Rochester refugees to Foodlink: ‘You have made it a little easier for us’

Foodlink has strengthened its connection to Rochester’s refugee community thanks to its recent engagement with the Office of Adult & Career Education Services (OACES) of the Rochester City School District. 

In March, Finger Lakes Eat Smart New York nutrition educators held and event to introduce themselves to the office and help promote the Curbside Market. After a brief food demo with nearly 300 OACES students, educators Iluminada Vilca (a Monroe County nutritionist) and Margaret Liljedahl (who is based out of Foodlink’s office) began working with a class of adult English-language learners from all over the world. They held six classes that addressed topics such as whole grains, fats and label reading. 

“The students were incredibly engaged and curious during each workshop and always asked phenomenal questions,” Liljedahl said. “I could tell that they were really applying the new information in their everyday lives.”

The food landscape in the United States is far different than most of their native countries, with plethora options — many of which aren’t very nutritious. The class spent time talking about how to carefully select the right foods.

“It was a new and interesting experience for me to be able to help equip people who are pretty new to this country with the skills to discern fact from fiction when looking at food labels and to make sense of the nutrition facts panel,” Liljedahl said.

The class was wholly supportive of Foodlink’s mission, and loved the nutrition classes and visits from the Curbside crew. They ended up writing a lovely Thank You note to the staff, part of which read:

“We are refugees who have a difficult time starting out a new life in the United States, but you have made it a little easier for us.

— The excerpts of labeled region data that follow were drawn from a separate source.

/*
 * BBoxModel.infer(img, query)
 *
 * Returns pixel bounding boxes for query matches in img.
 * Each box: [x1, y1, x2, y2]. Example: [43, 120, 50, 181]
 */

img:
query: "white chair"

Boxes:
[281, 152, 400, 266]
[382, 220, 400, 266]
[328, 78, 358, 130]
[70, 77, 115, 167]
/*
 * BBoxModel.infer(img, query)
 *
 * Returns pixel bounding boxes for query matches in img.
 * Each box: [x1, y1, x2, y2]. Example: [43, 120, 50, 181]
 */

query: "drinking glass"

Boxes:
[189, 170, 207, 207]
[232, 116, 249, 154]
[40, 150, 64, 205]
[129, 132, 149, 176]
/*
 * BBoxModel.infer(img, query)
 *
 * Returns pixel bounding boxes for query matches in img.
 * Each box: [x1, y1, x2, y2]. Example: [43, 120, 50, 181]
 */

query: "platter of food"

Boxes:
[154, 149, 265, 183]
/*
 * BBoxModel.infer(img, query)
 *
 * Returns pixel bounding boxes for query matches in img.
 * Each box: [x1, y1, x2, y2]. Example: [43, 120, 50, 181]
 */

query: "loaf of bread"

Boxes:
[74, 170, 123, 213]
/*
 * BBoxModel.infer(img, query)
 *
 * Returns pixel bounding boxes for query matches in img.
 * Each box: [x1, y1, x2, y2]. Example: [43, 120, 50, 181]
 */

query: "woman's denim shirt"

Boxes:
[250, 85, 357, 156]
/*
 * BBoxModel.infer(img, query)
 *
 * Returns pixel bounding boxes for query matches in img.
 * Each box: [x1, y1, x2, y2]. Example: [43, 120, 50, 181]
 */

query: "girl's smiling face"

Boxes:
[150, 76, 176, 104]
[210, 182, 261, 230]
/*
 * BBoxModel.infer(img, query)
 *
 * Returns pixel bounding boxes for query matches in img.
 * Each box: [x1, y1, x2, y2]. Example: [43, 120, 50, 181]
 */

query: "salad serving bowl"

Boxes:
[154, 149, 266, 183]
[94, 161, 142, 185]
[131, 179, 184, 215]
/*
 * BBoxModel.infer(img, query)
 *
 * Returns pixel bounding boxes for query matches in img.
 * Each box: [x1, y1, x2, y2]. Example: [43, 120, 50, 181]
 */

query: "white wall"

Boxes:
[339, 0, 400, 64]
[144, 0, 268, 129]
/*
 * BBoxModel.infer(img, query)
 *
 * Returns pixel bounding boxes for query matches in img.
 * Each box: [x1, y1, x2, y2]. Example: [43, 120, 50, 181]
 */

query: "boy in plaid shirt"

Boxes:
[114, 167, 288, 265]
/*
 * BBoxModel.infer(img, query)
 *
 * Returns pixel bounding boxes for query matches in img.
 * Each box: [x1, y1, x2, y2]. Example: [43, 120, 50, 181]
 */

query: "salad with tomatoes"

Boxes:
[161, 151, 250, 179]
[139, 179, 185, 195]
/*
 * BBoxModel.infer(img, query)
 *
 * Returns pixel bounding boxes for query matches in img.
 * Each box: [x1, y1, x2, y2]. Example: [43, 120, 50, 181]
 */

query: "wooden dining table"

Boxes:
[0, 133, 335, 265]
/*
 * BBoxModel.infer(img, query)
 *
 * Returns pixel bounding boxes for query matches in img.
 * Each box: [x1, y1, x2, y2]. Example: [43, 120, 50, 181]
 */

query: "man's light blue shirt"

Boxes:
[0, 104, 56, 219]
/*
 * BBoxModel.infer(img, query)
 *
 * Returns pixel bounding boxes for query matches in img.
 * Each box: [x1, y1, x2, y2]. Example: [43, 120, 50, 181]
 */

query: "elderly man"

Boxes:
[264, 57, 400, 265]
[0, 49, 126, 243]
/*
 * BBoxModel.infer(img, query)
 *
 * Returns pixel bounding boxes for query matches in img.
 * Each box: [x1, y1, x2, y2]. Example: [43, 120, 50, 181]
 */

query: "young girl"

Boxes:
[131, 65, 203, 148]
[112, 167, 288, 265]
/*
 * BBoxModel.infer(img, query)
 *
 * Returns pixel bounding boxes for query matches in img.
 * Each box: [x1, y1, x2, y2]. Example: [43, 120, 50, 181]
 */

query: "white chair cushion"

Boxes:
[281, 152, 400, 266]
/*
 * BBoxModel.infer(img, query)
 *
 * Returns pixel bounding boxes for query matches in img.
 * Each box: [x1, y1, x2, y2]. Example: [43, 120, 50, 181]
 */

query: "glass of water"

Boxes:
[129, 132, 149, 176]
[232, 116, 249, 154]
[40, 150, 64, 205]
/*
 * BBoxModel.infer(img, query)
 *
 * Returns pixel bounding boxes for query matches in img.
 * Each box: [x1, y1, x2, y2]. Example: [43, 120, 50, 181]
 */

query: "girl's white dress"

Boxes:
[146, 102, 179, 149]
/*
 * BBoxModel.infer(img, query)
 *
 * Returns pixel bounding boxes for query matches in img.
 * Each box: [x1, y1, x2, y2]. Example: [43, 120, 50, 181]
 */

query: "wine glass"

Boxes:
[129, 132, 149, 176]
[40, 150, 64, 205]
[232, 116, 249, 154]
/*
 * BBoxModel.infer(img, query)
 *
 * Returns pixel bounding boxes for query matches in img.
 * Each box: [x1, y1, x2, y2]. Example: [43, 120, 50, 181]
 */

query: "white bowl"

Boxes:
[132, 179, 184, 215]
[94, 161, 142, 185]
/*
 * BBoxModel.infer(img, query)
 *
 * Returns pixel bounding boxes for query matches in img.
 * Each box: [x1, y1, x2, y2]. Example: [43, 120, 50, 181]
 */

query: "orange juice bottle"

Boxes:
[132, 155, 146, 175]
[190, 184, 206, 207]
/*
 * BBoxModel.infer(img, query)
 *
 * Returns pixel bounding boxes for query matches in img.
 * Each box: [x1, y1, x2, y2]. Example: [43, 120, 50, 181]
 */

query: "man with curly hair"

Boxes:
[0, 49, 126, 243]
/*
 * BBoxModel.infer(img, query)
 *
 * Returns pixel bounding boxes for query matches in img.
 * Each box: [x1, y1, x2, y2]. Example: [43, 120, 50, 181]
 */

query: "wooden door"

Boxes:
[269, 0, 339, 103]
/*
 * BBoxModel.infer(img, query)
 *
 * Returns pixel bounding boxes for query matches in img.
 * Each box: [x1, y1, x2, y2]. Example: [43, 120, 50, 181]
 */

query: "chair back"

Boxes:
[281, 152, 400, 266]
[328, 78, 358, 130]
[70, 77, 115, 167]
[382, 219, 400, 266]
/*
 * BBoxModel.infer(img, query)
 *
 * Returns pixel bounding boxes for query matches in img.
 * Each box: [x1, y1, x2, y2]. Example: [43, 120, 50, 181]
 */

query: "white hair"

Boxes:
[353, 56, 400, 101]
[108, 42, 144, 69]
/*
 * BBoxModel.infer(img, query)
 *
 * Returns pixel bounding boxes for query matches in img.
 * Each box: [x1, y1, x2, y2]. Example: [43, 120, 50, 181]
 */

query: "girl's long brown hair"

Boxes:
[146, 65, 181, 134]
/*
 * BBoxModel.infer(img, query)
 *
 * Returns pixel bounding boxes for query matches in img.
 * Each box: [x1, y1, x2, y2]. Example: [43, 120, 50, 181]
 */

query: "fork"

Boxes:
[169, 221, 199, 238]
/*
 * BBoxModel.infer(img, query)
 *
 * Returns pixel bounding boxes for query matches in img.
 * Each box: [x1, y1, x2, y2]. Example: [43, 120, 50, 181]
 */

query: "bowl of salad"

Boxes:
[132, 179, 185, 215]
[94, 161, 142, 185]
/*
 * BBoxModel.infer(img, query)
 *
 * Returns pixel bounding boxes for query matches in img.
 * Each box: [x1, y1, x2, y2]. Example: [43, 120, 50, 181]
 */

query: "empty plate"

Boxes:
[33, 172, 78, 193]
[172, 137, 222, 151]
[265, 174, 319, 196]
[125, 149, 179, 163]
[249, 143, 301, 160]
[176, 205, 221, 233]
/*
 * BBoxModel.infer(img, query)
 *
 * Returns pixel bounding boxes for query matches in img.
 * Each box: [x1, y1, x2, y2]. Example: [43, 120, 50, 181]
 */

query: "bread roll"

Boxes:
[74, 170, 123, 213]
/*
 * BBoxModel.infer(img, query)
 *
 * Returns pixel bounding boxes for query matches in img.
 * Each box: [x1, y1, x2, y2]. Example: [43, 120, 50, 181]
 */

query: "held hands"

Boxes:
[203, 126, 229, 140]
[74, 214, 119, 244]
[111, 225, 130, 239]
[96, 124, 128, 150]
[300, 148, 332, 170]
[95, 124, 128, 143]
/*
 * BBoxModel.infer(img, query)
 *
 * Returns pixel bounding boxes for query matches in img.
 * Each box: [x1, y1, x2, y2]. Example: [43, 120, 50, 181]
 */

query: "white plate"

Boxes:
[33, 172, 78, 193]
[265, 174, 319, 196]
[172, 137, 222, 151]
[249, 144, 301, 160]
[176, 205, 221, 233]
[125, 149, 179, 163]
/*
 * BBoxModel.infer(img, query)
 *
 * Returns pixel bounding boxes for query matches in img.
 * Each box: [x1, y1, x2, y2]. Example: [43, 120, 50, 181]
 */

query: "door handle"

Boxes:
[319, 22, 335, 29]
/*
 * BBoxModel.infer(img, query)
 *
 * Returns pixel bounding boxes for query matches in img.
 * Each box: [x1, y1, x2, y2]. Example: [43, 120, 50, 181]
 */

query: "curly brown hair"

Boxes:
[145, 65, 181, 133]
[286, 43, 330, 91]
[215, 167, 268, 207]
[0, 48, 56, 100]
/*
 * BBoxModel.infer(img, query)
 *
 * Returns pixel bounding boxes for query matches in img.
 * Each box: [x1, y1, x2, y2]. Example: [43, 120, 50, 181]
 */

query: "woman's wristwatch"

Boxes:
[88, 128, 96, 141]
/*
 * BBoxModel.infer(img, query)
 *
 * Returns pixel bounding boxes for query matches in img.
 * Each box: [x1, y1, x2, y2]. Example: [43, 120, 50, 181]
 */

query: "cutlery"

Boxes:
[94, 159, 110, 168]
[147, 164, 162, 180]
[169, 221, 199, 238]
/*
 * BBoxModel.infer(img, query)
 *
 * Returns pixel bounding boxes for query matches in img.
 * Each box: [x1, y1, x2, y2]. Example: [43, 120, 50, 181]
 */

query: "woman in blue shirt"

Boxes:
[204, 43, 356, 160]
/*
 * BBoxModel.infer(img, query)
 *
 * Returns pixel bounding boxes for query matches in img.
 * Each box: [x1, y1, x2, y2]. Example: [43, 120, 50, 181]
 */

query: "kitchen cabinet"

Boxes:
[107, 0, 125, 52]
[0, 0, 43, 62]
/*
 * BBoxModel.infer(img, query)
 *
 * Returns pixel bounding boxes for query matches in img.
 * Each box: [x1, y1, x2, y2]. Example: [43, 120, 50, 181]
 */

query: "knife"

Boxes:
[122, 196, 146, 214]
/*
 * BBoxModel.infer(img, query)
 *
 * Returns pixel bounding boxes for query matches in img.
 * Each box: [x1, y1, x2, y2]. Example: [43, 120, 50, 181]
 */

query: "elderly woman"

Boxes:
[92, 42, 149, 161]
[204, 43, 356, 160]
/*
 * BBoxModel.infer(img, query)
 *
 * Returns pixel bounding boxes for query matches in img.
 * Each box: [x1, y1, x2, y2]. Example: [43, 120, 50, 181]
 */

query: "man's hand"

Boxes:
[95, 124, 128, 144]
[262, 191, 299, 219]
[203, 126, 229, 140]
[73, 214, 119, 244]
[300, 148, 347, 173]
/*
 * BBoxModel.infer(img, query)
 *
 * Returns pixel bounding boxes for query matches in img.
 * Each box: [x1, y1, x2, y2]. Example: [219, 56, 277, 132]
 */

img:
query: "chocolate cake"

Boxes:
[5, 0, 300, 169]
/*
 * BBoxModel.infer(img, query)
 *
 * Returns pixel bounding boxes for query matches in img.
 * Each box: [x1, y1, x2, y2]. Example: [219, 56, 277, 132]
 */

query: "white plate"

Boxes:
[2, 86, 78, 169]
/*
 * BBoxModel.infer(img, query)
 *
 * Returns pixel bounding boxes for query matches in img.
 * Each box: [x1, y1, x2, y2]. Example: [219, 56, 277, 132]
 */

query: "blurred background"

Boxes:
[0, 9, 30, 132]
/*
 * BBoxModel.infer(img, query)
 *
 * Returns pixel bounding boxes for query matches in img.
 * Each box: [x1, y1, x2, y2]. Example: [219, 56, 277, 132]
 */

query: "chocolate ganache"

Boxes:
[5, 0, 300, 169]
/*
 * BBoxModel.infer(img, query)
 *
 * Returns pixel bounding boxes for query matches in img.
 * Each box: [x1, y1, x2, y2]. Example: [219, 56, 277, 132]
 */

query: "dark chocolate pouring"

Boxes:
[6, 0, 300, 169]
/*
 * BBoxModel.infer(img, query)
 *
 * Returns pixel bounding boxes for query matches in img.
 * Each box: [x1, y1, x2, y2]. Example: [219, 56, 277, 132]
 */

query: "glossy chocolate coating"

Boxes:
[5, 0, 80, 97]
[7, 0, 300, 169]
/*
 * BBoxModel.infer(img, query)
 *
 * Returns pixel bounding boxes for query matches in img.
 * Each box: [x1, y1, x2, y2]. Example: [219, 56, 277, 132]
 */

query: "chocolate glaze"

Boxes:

We hope that you will continue this service next year to help those who come after us. Thank you for caring for us.”

Some additional testimonials from class members:

“These nutrition lessons were very interesting. It is good education and a new experience.”

“In my country, the food that’s available is more healthy. Here in America there is so much fat and sodium and sugar everywhere. It is important to know how to pick the healthy foods and I learned how to do that in our lessons.”

“I’ve learned about healthy food and which food is good and how much sugar is bad. Also about sodium and fat and whole grains. Thank you so much.”

“We learned about all food types and how important it is to read the ingredients. We need to eat all kinds of foods including protein, fat, whole grains, etc. but we have to pick the right kinds!”